First, the CBO made its projections before President Joe Biden ordered student debt relief or signed two large spending measures: the CHIPS for America Act and the Inflation Reduction Act (IRA). Although the White House insists that these two pieces of legislation will more than pay for themselves, independent analyses, including that of the CBO, indicate that Washington will likely increase spending and otherwise enlarge deficits.
Second, the government has already decided to continue the subsidies under the Affordable Care Act, even though they were set to expire. Especially given how aspects of the IRA suggest enlarged subsidies along these lines, spending in this area will likely accumulate over time to enlarge the portion of the budget and GDP absorbed by entitlements.

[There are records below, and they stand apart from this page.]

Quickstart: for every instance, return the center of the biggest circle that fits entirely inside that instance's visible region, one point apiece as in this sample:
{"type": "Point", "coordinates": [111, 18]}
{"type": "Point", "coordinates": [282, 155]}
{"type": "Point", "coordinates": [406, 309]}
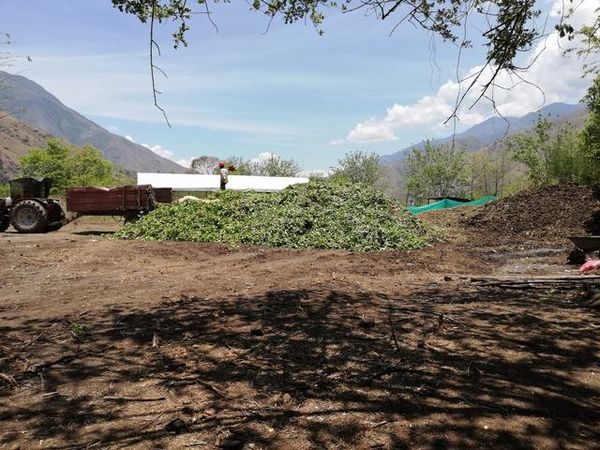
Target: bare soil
{"type": "Point", "coordinates": [110, 344]}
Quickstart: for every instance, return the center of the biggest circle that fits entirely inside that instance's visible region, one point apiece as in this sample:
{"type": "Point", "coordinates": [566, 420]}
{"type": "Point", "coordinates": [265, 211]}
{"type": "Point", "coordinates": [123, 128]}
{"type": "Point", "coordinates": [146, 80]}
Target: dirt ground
{"type": "Point", "coordinates": [110, 344]}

Third, and most significant, is the likely impact of aging on the country’s population. The baby boomer generation is retiring and will vastly increase the population of dependent retirees. In 1970, for example, roughly 10 percent of the population was 65 years old or older. By 2019, that figure had grown to 16 percent. The Census Bureau estimates that by the mid2030s, that figure will rise to 21 percent and 22 percent by mid-century. This huge proportion of older people can’t help but increase demands for Social Security, Medicare, and other federal entitlements. CBO estimates try to account for this trend but likely insufficiently.
None of this is to say that entitlements—already at two-thirds or more of the federal budget–are the wrong way for Washington to spend. That’s a political decision. Economics can only point out that past and likely future practices condemn federal finances to ever-growing debt burdens until Washington takes one of three admittedly difficult steps: 1) get control over entitlements, at least enough to moderate their rapid growth rate, 2) accommodate the ever-increasing demand of entitlements by sacrificing other government services, as was done with defense in the past but in today’s geopolitics no longer seems possible, or 3) tell the voters that they must pay more in taxes so that their representatives don’t have to make these difficult decisions.
As the CBO has made clear, albeit indirectly, these are the only ways to avoid a debt burden that many already describe as unsupportable.